The stock market has been a circus show in recent history, due to record-high inflation levels, the Fed's decision to raise interest rates in response, and lingering concerns in connection to the war between Russia and Ukraine. Consequently, the S&P 500 and Nasdaq Composite have backtracked 15% and 24% year to date, respectively, with no end to the negativism in sight.
Even big tech has struggled, with premier companies Netflix and Meta Platforms posting weaker-than-anticipated financial reports in recent quarters. The panic has sent investors swarming to value stocks and safer assets for protection, leaving the technology sector drowning in the red. But as long-term investors, this doesn't mean that we should completely ignore tech stocks for the time being.
In fact, there are several companies that continue to deliver strong financial results in spite of the challenges our current economy presents. One of those companies, Apple (AAPL 0.68%), is a world-beater that can provide investors with much-needed security in today's market environment. And since it's down almost 20% year to date, the technology juggernaut grants investors a handsome valuation at present levels.
A resilient business
In the past 12 quarters, Apple has beaten earnings estimates each time, and the company has only fallen short of Wall Street's revenue forecasts once. In the second quarter of 2022, the tech leader increased both total sales and earnings per share by 9% year over year, up to $97.3 billion and $1.52, respectively. While its product category -- which includes the iPhone, iPad, and Mac -- only grew a modest 7%, the company's services segment surged 17% to $19.8 billion.
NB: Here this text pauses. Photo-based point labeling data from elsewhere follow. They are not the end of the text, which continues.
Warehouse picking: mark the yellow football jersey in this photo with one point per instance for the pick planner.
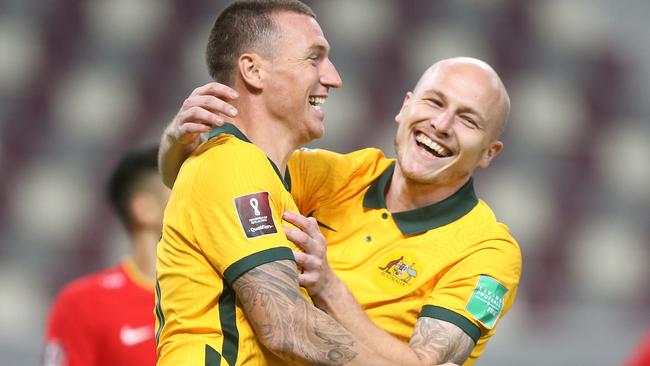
(224, 217)
(451, 260)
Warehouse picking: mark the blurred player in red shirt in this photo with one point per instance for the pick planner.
(106, 318)
(640, 356)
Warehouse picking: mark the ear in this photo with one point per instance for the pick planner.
(251, 69)
(407, 98)
(490, 153)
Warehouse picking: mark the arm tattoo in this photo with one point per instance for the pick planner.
(441, 340)
(286, 321)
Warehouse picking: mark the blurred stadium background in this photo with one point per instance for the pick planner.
(82, 80)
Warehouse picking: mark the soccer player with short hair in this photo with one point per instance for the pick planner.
(227, 283)
(423, 257)
(106, 318)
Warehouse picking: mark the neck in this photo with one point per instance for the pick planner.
(143, 251)
(273, 137)
(405, 194)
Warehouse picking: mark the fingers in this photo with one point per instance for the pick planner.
(210, 103)
(214, 96)
(216, 89)
(307, 224)
(301, 239)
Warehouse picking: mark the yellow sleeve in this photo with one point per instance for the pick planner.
(236, 209)
(478, 290)
(318, 176)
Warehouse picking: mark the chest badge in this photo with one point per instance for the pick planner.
(398, 269)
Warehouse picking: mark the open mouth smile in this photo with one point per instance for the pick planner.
(431, 146)
(316, 102)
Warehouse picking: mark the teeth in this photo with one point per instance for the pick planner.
(423, 139)
(316, 102)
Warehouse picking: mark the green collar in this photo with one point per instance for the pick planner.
(426, 218)
(231, 129)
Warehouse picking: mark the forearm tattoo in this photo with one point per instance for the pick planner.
(443, 341)
(287, 322)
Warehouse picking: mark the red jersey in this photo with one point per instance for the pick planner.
(103, 319)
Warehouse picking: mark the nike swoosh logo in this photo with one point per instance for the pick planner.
(311, 214)
(132, 336)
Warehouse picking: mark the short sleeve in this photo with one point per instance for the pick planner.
(477, 291)
(236, 209)
(319, 176)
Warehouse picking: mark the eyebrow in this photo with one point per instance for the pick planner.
(318, 47)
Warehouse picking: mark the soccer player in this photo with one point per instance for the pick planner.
(640, 355)
(425, 258)
(227, 283)
(106, 318)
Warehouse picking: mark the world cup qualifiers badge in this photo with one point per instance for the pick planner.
(255, 214)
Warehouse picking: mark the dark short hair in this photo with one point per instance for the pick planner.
(245, 26)
(131, 170)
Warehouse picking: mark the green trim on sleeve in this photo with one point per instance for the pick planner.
(212, 357)
(436, 312)
(159, 313)
(256, 259)
(228, 321)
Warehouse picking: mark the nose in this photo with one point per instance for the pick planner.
(442, 123)
(329, 76)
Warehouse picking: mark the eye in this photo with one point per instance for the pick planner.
(314, 58)
(470, 122)
(434, 102)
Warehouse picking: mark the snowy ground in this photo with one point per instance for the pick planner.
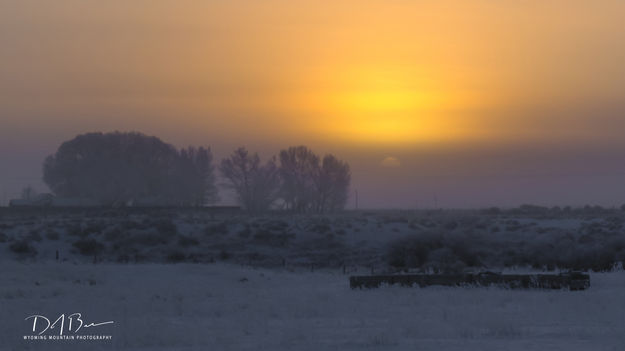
(230, 307)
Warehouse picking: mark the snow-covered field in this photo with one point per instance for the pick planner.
(232, 307)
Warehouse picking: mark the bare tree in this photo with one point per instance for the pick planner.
(332, 184)
(256, 185)
(298, 169)
(117, 168)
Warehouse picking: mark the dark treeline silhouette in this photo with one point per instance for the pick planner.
(300, 183)
(120, 169)
(130, 168)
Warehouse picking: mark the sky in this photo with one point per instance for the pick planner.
(447, 103)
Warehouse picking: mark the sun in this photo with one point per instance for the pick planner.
(386, 105)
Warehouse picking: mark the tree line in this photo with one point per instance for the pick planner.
(119, 169)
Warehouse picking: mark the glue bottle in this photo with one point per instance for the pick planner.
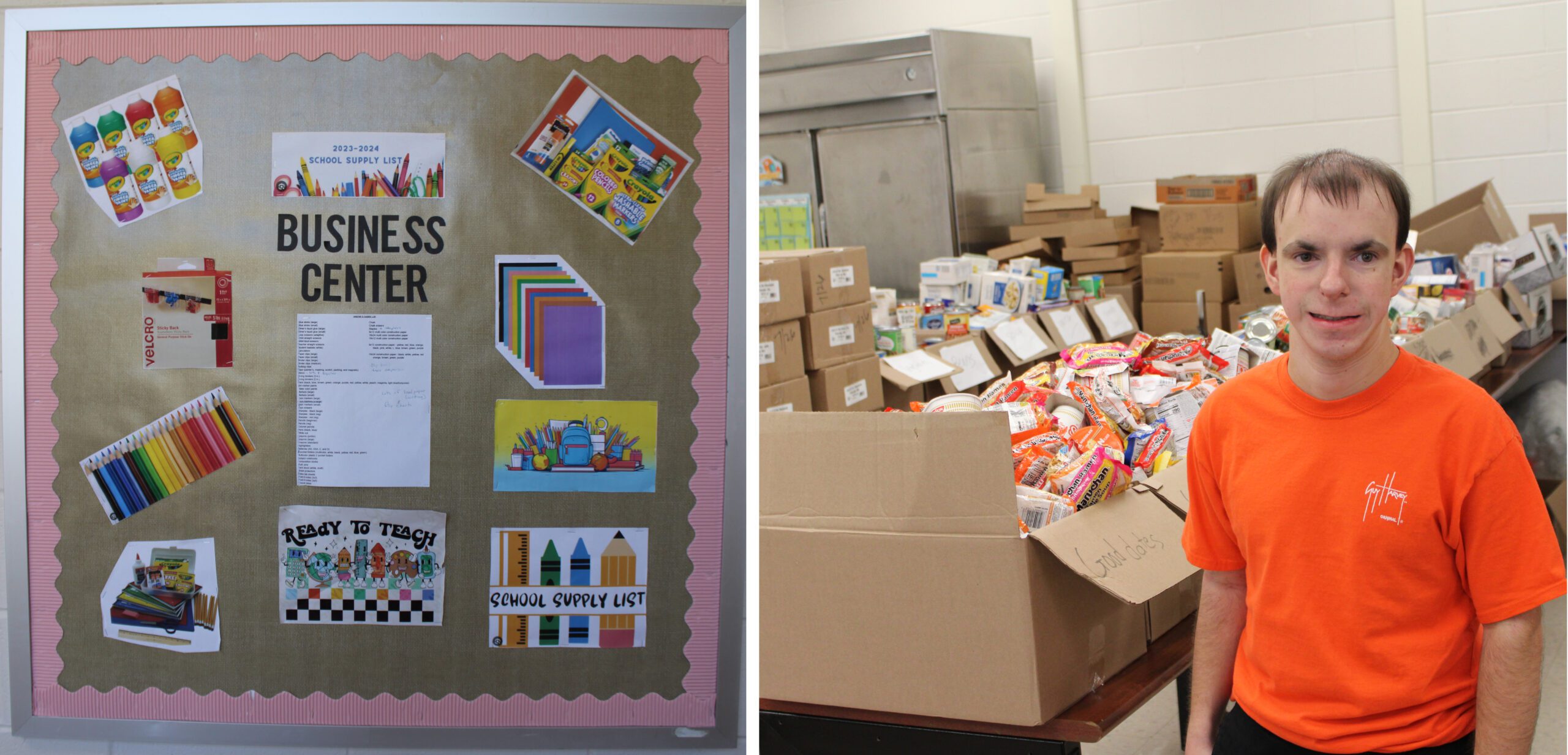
(178, 165)
(143, 121)
(148, 175)
(116, 181)
(173, 113)
(112, 131)
(83, 140)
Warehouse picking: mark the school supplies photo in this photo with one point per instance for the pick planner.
(549, 322)
(598, 153)
(164, 594)
(138, 154)
(187, 316)
(167, 456)
(360, 164)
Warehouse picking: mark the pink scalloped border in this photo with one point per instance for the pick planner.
(707, 48)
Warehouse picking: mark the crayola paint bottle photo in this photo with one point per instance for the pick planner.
(145, 170)
(141, 120)
(175, 115)
(112, 131)
(116, 181)
(178, 165)
(83, 140)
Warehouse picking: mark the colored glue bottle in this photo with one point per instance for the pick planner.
(83, 140)
(178, 165)
(175, 115)
(143, 120)
(145, 170)
(116, 181)
(112, 129)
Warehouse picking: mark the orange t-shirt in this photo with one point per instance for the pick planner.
(1377, 533)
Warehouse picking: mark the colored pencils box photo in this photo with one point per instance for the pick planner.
(167, 456)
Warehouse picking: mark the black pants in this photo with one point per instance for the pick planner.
(1241, 735)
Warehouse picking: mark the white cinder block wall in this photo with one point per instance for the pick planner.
(18, 746)
(1178, 87)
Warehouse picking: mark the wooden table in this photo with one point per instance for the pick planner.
(804, 729)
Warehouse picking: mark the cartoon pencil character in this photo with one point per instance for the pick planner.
(294, 567)
(379, 566)
(345, 566)
(427, 569)
(404, 567)
(361, 553)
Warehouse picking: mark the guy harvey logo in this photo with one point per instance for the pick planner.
(1382, 501)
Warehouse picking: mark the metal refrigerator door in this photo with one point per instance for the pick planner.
(888, 188)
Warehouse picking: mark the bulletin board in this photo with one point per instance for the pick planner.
(469, 357)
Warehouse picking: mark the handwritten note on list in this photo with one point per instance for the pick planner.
(363, 401)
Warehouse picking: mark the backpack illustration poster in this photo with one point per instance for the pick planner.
(575, 446)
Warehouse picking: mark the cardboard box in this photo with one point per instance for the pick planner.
(1148, 223)
(973, 360)
(1210, 227)
(830, 277)
(1114, 319)
(1206, 189)
(864, 616)
(1070, 228)
(1129, 292)
(791, 396)
(1177, 277)
(1250, 281)
(782, 354)
(835, 336)
(850, 387)
(1463, 220)
(1034, 219)
(1161, 317)
(1099, 252)
(778, 291)
(1021, 341)
(1067, 325)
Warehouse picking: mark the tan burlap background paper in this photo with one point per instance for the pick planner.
(494, 206)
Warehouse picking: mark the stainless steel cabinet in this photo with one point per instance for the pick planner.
(913, 148)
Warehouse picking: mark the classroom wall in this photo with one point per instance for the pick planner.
(16, 746)
(1238, 85)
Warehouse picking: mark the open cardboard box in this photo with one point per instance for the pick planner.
(892, 577)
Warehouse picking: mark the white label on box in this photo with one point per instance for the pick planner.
(1071, 327)
(1114, 317)
(919, 366)
(971, 366)
(1020, 338)
(855, 393)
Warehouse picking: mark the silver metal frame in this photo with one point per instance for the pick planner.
(731, 605)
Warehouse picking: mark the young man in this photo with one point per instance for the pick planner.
(1376, 547)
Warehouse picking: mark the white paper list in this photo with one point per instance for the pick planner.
(363, 401)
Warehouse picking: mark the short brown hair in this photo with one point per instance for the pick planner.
(1336, 176)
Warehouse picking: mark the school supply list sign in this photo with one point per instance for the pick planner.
(360, 164)
(363, 381)
(568, 588)
(361, 566)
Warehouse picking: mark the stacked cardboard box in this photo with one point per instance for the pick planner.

For the full fiscal year 2022, analysts are forecasting Apple's top line to improve 8% to $394.2 billion and its earnings per share to increase 10% to $6.15. Investors should like where the iPhone maker is positioned today. Not only does its world-class core business offer stability on top of its persistent growth, but the company's services segment enjoys a long runway for expansion in the years ahead.
Fortunately for Apple and its shareholders, the company's elite balance sheet and cash generation will comfortably facilitate growth for the tech giant in the future. The company has $28.1 billion in cash on its balance sheet, and it continues to generate funds at a red-hot pace. In the past 12 months, Apple has produced $105.8 billion in free cash flow (FCF), and its three-year FCF compound annual growth rate (CAGR) is 13%. The company's robust balance sheet and consistent cash generation provide financial flexibility to increase its dividends, buy back shares, and grow its business in the years to follow.
A normalized valuation
The recent stock price pullback year to date has made Apple stock a very tempting buy. The stock carries a price-to-earnings multiple of 24 today, representing its lowest trading level since the early summer of 2020.
The tech company's current earnings multiple is also largely in line with its five-year historical average of 23. But given that Apple has been able to maintain solid growth in recent quarters -- especially compared to the rest of big tech -- investors should be thrilled about buying the stock at existing levels.
Apple is a good play on the turbulent stock market today
Apple is a wise investment today -- the world-leading technology company continues to expand its business at a steady rate in an economy where many of its peers are suffering from growing pains. The stock is also trading at its lowest valuation since mid-2020, supplying investors with a favorable margin of safety. If you're searching for a durable stock to combat the market's volatility today, Apple might be the choice for you.